Kiedy Tetrick z kolegami wgryzał się w jego mięso, Ian dziarsko śmigał dookoła po trawniku. W jednym z promocyjnych filmów Tetrick opisuje ten surrealistyczny moment: „Zdaliśmy sobie sprawę, że już nie musimy zabijać, żeby tworzyć żywność”. Mięso firmy Just – a podkreślmy fakt, że to jest prawdziwe mięso – jest produkowane w procesie laboratoryjnej hodowli zwierzęcych komórek. Pobiera się je z pióra, nie czyniąc stworzeniu żadnej krzywdy. Komórkom są następnie podawane składniki odżywcze, takie same, których potrzebuje żywy organizm, a one zaczynają się namnażać, stając się niewyczerpanym źródłem nuggetsów. Albo wołowiny, jagnięciny czy ryb – zależnie od źródła.
W teorii jedno pióro powinno wystarczyć, by zaspokoić cały światowy popyt na zwierzęce białko. Kurczaków firmy Just nie znajdziesz jeszcze w sklepach. Nie dość, że nie ma odpowiednich uregulowań prawnych, to na dodatek koszt produkcji wciąż jest o wiele za wysoki – jeden nugget kosztuje około 400 zł. Tetrick nie wierzy jednak, że to długo będzie przeszkodą. Jako przykład przywołuje błyskawiczny rozwój telefonów komórkowych, które jeszcze w latach 80. XX wieku były „gigantycznymi klocami noszonymi jedynie przez bankierów z Wall Street”, a teraz mieszczą się w kieszeni każdego dzieciaka.

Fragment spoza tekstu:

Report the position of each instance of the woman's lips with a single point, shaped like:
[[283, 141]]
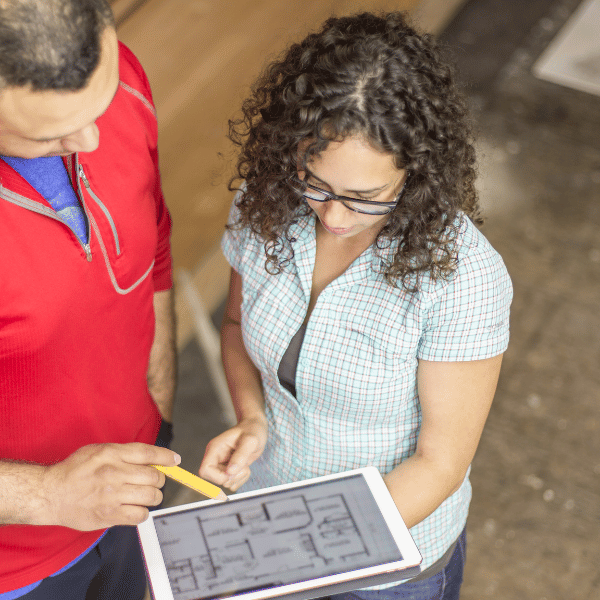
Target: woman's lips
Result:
[[336, 231]]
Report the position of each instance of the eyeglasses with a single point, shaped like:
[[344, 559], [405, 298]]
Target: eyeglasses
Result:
[[368, 207]]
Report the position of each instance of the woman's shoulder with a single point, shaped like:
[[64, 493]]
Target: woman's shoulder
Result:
[[477, 262]]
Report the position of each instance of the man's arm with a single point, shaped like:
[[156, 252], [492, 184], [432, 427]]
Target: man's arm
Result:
[[162, 367], [97, 486]]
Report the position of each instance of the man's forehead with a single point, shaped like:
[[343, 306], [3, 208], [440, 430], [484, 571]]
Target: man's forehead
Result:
[[50, 114]]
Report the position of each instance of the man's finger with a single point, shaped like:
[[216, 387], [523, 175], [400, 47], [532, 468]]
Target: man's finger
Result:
[[145, 454]]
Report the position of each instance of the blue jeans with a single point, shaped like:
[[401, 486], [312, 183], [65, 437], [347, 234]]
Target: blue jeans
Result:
[[111, 570], [445, 585]]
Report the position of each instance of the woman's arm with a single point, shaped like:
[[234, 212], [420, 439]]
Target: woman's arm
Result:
[[229, 455], [455, 400]]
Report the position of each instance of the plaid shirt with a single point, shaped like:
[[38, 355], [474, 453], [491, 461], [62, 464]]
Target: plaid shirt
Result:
[[357, 400]]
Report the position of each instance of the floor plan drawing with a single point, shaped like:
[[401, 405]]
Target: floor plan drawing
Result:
[[263, 543]]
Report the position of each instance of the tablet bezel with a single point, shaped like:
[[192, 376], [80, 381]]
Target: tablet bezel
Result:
[[312, 588]]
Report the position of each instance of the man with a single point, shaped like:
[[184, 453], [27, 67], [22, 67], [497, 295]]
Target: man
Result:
[[86, 320]]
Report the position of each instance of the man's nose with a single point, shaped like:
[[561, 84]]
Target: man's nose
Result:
[[84, 140]]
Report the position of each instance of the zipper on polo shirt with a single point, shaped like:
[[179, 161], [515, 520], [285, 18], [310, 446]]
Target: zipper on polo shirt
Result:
[[86, 183], [46, 211]]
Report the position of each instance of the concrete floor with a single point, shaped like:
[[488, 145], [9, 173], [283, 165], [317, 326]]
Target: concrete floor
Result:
[[534, 529]]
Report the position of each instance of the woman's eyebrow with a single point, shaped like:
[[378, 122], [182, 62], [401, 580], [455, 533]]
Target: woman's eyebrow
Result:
[[379, 189]]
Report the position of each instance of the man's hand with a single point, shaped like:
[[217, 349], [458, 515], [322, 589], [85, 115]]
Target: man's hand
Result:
[[102, 485]]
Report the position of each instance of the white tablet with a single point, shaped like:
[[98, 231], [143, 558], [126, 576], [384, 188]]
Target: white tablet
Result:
[[302, 540]]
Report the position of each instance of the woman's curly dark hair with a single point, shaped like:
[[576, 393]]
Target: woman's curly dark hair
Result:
[[376, 77]]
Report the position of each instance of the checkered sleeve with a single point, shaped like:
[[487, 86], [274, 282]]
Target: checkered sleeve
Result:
[[467, 318]]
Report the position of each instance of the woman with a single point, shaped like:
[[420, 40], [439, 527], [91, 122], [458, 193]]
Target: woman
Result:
[[367, 316]]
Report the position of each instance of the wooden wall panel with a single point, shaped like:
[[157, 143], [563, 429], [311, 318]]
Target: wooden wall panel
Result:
[[201, 56]]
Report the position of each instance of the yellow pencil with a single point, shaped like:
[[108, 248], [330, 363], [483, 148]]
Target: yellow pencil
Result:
[[192, 481]]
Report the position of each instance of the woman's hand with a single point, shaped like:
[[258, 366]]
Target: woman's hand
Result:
[[228, 457]]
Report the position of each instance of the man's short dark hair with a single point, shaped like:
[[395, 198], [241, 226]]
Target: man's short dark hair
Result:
[[51, 44]]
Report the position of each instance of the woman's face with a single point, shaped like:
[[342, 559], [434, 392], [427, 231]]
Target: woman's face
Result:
[[355, 169]]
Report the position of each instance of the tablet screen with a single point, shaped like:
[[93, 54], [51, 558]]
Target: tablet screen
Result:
[[290, 536]]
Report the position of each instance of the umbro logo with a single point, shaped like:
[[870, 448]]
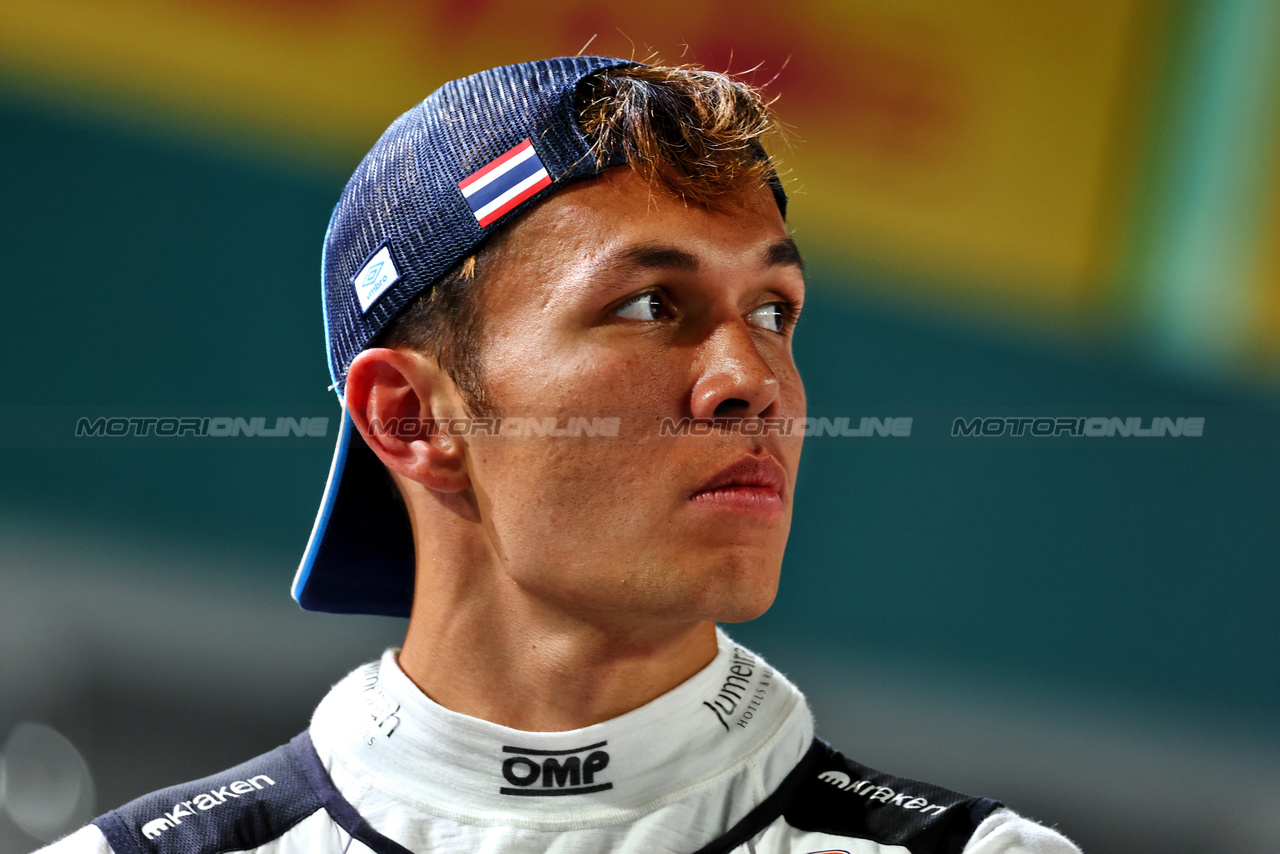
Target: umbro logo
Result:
[[554, 772]]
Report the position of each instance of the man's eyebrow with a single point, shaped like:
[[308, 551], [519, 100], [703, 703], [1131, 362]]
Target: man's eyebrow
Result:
[[656, 256], [784, 252]]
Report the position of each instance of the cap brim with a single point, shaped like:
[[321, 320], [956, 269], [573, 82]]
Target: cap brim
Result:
[[360, 557]]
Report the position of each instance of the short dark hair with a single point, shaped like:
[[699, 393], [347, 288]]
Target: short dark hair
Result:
[[684, 129]]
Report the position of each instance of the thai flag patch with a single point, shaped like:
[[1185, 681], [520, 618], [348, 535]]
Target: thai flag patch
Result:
[[504, 182]]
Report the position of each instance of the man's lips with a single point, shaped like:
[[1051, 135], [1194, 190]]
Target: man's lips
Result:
[[752, 483]]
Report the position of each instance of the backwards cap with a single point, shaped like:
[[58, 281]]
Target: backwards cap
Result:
[[442, 178]]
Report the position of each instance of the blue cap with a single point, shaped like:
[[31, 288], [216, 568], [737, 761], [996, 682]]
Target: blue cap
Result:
[[442, 178]]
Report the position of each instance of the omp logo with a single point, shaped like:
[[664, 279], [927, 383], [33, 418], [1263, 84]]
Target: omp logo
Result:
[[883, 794], [554, 772], [373, 279], [204, 802]]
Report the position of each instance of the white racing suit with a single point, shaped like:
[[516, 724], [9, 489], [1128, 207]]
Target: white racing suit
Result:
[[725, 763]]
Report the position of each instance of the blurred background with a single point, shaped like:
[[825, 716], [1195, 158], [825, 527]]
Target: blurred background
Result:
[[1009, 210]]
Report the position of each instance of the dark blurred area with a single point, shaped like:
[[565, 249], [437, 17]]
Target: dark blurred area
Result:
[[1008, 210]]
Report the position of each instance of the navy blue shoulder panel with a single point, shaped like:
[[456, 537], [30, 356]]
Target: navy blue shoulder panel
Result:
[[830, 793], [844, 798], [241, 808]]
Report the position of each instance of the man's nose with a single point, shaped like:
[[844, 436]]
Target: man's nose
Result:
[[735, 379]]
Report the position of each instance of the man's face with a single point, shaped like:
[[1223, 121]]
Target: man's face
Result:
[[612, 301]]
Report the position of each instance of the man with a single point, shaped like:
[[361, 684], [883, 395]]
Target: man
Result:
[[531, 282]]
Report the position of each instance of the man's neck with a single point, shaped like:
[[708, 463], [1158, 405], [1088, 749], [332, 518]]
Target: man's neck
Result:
[[513, 666]]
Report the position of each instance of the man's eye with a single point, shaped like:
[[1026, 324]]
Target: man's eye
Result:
[[645, 306], [772, 316]]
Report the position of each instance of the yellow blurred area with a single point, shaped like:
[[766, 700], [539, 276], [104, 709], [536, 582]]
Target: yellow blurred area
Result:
[[986, 155]]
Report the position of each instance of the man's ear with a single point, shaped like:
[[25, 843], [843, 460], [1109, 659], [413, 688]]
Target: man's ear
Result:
[[396, 397]]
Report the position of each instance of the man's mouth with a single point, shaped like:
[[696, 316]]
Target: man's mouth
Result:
[[752, 484]]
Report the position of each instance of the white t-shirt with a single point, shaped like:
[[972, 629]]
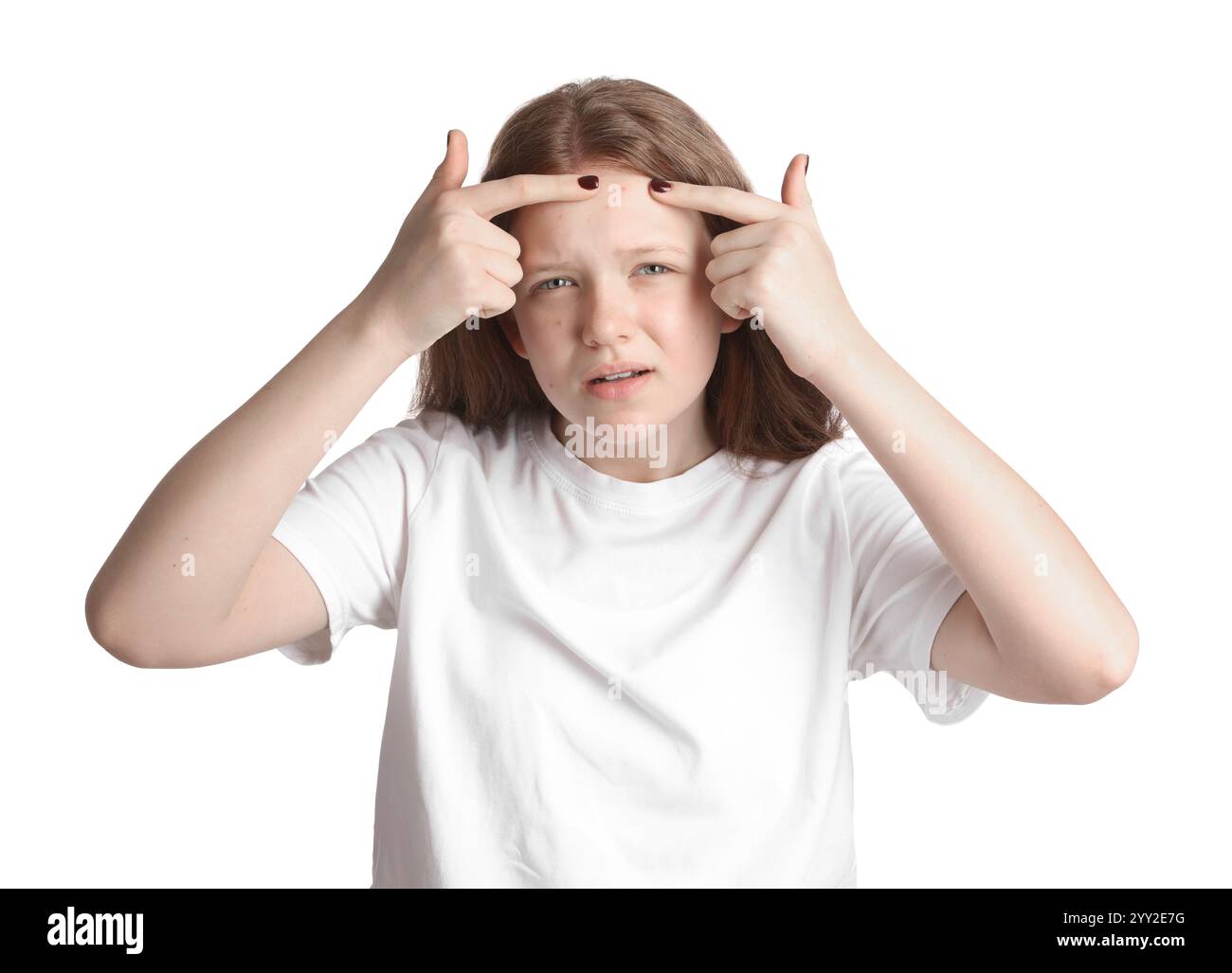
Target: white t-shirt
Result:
[[610, 684]]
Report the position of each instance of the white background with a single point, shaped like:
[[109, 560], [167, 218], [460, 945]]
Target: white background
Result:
[[1029, 206]]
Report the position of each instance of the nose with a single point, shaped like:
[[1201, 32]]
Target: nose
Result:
[[610, 316]]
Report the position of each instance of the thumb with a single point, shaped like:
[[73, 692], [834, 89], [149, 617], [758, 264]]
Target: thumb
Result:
[[795, 191], [451, 172]]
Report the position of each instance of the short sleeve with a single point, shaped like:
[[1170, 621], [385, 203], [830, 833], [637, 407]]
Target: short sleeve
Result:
[[902, 589], [349, 526]]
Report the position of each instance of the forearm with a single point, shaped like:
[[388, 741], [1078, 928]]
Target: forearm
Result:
[[183, 562], [1045, 603]]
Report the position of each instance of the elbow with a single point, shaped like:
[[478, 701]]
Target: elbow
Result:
[[100, 621], [1112, 668]]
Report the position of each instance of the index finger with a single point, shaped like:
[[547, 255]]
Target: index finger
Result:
[[722, 201], [501, 195]]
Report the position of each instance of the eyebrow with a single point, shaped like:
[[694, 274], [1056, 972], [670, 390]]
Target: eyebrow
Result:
[[550, 263]]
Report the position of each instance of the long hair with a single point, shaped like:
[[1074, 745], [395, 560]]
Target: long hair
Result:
[[756, 405]]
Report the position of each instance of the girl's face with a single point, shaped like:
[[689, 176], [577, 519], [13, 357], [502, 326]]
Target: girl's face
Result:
[[620, 278]]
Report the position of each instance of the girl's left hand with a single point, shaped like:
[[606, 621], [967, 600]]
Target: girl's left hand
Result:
[[777, 270]]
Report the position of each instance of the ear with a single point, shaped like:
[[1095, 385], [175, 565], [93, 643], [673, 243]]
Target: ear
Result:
[[509, 325]]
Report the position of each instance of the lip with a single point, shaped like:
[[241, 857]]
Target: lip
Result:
[[620, 389], [624, 365]]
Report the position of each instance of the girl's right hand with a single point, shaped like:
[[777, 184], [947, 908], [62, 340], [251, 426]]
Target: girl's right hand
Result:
[[448, 261]]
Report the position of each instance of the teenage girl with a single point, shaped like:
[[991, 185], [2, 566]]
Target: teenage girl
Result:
[[615, 666]]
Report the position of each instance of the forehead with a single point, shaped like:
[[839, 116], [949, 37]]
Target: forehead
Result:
[[623, 210]]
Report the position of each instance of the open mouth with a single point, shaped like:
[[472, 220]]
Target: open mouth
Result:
[[608, 380]]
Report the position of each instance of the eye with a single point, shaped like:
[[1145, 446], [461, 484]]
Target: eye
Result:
[[543, 286], [551, 279]]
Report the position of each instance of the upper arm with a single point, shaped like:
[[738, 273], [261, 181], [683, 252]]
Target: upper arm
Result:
[[965, 649], [278, 604]]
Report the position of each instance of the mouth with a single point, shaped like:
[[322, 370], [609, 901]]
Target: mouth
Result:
[[617, 377], [617, 381]]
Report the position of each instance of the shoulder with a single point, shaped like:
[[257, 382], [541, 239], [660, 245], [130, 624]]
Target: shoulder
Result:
[[836, 463]]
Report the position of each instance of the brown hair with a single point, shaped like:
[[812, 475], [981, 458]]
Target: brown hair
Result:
[[758, 406]]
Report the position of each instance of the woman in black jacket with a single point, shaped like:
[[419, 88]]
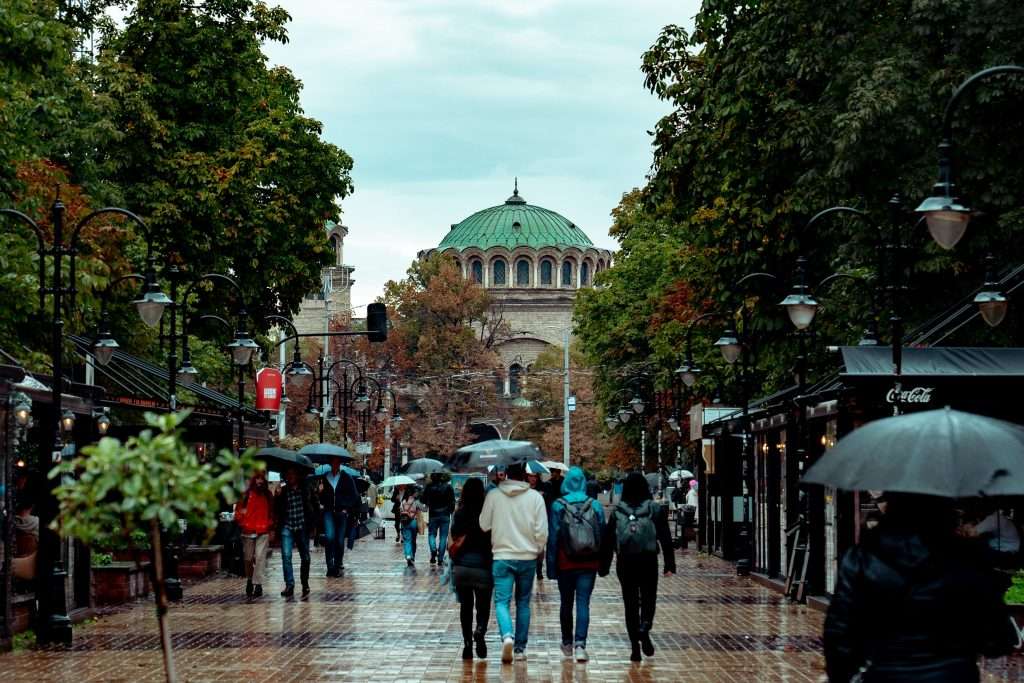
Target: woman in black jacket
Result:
[[913, 602], [636, 528], [471, 562]]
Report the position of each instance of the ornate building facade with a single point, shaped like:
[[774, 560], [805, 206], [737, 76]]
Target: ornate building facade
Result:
[[531, 261], [332, 305]]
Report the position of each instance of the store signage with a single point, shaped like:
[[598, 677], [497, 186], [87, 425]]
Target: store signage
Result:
[[914, 395], [268, 389]]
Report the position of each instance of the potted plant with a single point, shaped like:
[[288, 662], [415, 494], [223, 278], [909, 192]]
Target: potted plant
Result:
[[151, 481]]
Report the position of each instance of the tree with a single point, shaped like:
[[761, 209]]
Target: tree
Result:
[[765, 131], [148, 482], [214, 147]]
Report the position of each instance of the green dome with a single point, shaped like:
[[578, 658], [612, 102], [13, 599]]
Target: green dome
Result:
[[512, 224]]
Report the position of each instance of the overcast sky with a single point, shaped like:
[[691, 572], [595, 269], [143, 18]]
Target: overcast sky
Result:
[[441, 102]]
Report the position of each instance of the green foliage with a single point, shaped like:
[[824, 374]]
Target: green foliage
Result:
[[216, 151], [101, 559], [154, 478], [1015, 595], [778, 111]]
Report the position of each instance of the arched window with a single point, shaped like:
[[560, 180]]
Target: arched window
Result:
[[546, 274], [515, 375], [522, 272]]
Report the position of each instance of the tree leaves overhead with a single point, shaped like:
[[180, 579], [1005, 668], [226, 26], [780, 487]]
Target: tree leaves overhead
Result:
[[780, 110]]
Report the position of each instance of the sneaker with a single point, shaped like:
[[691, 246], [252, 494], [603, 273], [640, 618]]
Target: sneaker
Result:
[[646, 645], [507, 649]]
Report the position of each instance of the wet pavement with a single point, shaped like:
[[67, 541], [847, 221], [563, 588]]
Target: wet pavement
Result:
[[383, 622]]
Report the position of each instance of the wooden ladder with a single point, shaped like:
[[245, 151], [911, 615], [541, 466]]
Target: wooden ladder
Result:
[[796, 585]]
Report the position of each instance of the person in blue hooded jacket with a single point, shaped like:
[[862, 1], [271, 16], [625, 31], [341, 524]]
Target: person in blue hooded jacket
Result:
[[574, 569]]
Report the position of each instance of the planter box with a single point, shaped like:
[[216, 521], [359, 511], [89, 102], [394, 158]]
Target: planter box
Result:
[[200, 561], [129, 555], [120, 583]]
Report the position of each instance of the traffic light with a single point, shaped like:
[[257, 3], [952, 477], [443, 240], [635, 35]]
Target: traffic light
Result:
[[377, 323]]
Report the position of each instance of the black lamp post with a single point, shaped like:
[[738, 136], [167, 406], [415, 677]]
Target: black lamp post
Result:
[[947, 216], [53, 626]]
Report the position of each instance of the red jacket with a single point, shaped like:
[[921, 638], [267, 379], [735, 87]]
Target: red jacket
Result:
[[254, 512]]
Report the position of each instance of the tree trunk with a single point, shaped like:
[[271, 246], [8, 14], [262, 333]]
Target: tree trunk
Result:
[[162, 603]]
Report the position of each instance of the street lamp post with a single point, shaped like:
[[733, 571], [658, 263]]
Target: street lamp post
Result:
[[53, 626]]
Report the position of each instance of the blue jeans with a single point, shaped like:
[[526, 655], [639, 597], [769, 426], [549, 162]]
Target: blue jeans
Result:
[[295, 539], [438, 527], [335, 530], [409, 532], [517, 574], [578, 584]]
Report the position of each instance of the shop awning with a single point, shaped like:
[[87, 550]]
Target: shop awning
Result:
[[934, 361]]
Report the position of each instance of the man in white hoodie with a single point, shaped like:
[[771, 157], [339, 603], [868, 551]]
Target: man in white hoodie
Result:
[[516, 517]]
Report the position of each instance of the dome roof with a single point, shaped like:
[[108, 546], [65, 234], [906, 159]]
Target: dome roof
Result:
[[512, 224]]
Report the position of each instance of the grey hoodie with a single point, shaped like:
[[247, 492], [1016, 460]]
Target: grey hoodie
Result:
[[517, 519]]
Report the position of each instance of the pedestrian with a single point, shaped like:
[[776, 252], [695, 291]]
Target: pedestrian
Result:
[[295, 515], [395, 506], [409, 512], [638, 525], [439, 499], [471, 560], [254, 515], [535, 482], [518, 523], [340, 501], [913, 601], [573, 557]]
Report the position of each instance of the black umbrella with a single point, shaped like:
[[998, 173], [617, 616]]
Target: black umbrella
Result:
[[496, 452], [423, 466], [325, 453], [937, 453], [280, 460]]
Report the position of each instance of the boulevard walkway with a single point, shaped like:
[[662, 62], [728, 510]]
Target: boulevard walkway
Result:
[[384, 623]]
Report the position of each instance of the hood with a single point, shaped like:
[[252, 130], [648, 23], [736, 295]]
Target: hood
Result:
[[574, 484], [514, 487]]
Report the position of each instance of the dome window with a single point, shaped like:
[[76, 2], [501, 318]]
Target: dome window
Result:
[[522, 272], [546, 272], [567, 273]]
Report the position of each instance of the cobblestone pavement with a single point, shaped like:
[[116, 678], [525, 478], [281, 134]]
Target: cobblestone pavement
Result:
[[383, 622]]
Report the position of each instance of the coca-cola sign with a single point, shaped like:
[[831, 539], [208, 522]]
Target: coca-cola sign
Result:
[[914, 395]]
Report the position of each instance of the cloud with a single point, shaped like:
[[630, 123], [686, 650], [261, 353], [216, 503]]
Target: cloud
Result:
[[440, 102]]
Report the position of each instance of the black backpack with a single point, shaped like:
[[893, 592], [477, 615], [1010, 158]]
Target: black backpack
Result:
[[580, 529]]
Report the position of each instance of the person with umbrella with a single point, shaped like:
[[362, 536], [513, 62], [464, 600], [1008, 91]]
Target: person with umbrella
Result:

Technologia hodowli mięsa ma się według niego rozwijać równie szybko. W tej sytuacji za dobry omen należy chyba traktować fakt, że głównym inwestorem przedsięwzięcia jest Bill Gates. „Oczami wyobraźni widzę świat, w którym jedynym mięsem będzie to sztuczne, i będzie je można kupić wszędzie. I jest bardzo prawdopodobne, że to wydarzy się w ciągu kilkudziesięciu lat” – mówi Tetrick.